Football player tackles IPO market $10 million profit for Lawrence Taylor

November 22, 1993|By New York Times News Service

NEW YORK -- The hottest new stock offering of 1993 is a company run by a football player. If the market prices hold, Lawrence Taylor, the star linebacker for the New York Giants, stands to make millions on an investment of a few thousand.

It is hard to tell whether the amazing performance of All-Pro Products Inc. reflects the popularity of Mr. Taylor or the excesses of a bull market that has gone wild. Probably it is a little of both.

All-Pro, which hopes to make money in the very different businesses of video games and sports drinks, went public Nov. 9 at a price of $5 for a unit, consisting of one share of stock and a warrant to buy another share.

The unit price soared to $11.875 in the first day of trading on the Nasdaq small-capitalization market, and kept rising. It ended last week at $14.25, 185 percent above the offering price.

That easily outstripped Boston Chicken, the old champ of 1993 that had gone public a day earlier. At its last price of $40, it is trading at only twice its offering price.

Buyers of All-Pro at the offering made big profits if they sold last week, but their gains are dwarfed by Mr. Taylor's paper profits. He owns a million shares, which cost him $5,750, or about half a cent each, on average. Although the shares have not started trading separately from the warrants, prices for the units indicate a value of about $10 million for Taylor's shares.

When Boston Chicken zoomed skyward, there was much clucking about overvaluation. But while the shares seemed richly priced, there was no question that the fast food chain was a successful company with many satisfied customers. All-Pro cannot yet make such a claim.

The company was started in early 1992 by Taylor, the president and chief executive, and Michael Stone, an experienced food industry executive who is the chief operating officer.

Its total revenues from then through last May, the most recent data available, were $36,220. That money came from selling Metro-Pro, as the sports drink is called.

It is aimed at the market segment dominated by Gatorade, but has had a rocky start. Early this year it stopped trying to sell its original formulation and introduced a new formula. It comes in four flavors: lemon-lime, orange, grape and fruit punch.

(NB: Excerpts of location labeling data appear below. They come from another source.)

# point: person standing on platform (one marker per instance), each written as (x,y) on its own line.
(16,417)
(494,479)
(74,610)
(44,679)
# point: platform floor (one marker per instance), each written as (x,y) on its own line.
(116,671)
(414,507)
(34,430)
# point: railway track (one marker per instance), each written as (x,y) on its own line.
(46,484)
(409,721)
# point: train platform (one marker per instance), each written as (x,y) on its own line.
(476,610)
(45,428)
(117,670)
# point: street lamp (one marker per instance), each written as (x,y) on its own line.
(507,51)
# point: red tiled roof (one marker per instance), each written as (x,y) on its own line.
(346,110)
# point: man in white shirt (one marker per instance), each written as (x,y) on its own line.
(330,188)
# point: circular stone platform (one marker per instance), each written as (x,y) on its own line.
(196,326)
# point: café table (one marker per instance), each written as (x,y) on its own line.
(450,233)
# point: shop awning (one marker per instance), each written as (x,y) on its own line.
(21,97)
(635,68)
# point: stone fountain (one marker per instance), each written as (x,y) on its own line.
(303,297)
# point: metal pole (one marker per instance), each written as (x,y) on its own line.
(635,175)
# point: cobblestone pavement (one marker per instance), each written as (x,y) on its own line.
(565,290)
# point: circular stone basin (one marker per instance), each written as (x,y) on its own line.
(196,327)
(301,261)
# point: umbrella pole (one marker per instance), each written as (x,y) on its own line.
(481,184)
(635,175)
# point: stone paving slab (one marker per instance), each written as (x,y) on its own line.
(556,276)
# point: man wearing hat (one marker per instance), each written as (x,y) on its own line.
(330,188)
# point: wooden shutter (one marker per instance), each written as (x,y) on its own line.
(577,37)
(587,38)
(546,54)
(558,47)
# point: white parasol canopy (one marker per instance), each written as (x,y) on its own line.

In the New York area, the bottles of Metro-Pro carry Mr. Taylor's photograph. The hope is that if and when it is able to expand to other areas, the company will be able to sign other star athletes to put their photographs on the bottles.

Company officials did not return phone calls last week and Mr. Taylor's agent, Steve Rosner, declined to comment. The facts in this article are taken from the company's filings with the Securities and Exchange Commission.

The other prospective business for All-Pro is even less certain. It has signed a contract to have a separate company develop a home video game system featuring "virtual reality," or the perception that the game player is in a three-dimensional environment.

The prospectus that accompanies the offering carries numerous warnings that no one connected to the effort has any experience developing such games and that its efforts may flop.